I have sequences 96 samples, 48 from tumor and 48 from normal tissue. I want to check if the miRNAs in the tumor samples are globally down-regulated compared to normal samples. I was thinking of comparing the median expression of all the tumor libraries to the median of all the normal libraries.

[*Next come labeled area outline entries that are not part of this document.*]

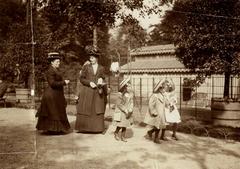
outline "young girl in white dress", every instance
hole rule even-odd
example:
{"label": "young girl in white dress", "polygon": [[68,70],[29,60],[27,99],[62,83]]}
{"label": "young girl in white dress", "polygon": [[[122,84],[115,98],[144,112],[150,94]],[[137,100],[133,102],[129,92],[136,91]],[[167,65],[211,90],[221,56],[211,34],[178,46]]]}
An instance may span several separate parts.
{"label": "young girl in white dress", "polygon": [[[113,115],[113,124],[116,126],[114,138],[127,142],[125,134],[127,127],[133,123],[133,92],[130,79],[124,79],[119,85],[119,95],[116,101],[116,108]],[[122,130],[119,137],[118,132]]]}
{"label": "young girl in white dress", "polygon": [[175,84],[172,79],[170,79],[170,83],[168,85],[168,90],[166,92],[166,95],[170,103],[170,106],[166,107],[166,110],[165,110],[166,121],[173,125],[172,139],[178,140],[176,132],[177,132],[177,125],[178,123],[181,122],[181,117],[176,105],[177,96],[175,93]]}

What kind of normalization do I need to do before I compare the two libraries? We do have spike-in RNA as controls as well. I was thinking taking the norm.factors from the spike-ins and lib.sizes from the miRNAs. Should I cpm-normalize the data?
Here is my pipeline:
#! /usr/bin env R
library(edgeR)
library(stringr)
s <- read.delim("exprs.txt", sep="\t", check.names=FALSE)
df.mdp <- read.delim("miRNAs_expressed_all_samples_ALL.csv", sep="\t", check.names=FALSE, stringsAsFactors=FALSE)
counts <- as.matrix(df.mdp[,grep("\\d\\d\\d", colnames(df.mdp))])
sids <- as.character(read.table("config_braf.csv", stringsAsFactors=FALSE)[,3])
colnames(counts) <- sids
colnames(counts.N) <- sids
s <- s[,sids]
group <- sids
group[grep("\\dR", sids)] <- "Normal"
group[grep("\\dG", sids)] <- "Tumor"
group <- factor(group)
patient <- factor(sapply(str_split(sids, 'R|G'), function(x) x[[1]]))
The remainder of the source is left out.